I was there, I just know that I was. If I wasn't, how could I be so intimately acquainted with this detail of the prelude and preliminaries to what happened that day in 1903? As the anniversary approaches, I'm having flashbacks to 17 Dec 1903 and an earlier life. I'm at Kittyhawk, standing at the base of a hill and contemplating starting Mankind off into a future of aviation.

Wilbur (stepping from wreckage of Kite): "Orville, come over here matey. I'm having second thoughts about this aviation business. A man could get hurt. Why did you let the string go, by the way?"

"The phone rang and it was some bloke called Alexander Graham Bell. Weird fella. He kept saying: "Mr Watson come here". I kept trying to explain to the ******** that there was no Mr Watson working here but he kept on and on. Finally some bird cut in and said: "3 minutes are you extending?" He said "Not bloody likely at these prices" and hung up. That's how come you ended up spearing in. I let your string go to answer the phone and then got the two strings mixed up. Sorry about that."

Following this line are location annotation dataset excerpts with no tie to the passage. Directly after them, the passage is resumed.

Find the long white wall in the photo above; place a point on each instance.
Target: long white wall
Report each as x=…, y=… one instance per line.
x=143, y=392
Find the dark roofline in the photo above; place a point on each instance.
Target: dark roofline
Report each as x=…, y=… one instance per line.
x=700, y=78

"Wilbur, dear brother, you're right. Let's give it a miss and report publicly that lift will never exceed weight nor thrust exceed drag. That should stave off any further flight development for at least half a century, enough to get Mankind past WW1 and WW2 at least. Then they can invent jets in time for Korea and Vietnam and have them unmanned by the time the pesky Arabs are asking to get wasted in Desert Storm 1 & 2".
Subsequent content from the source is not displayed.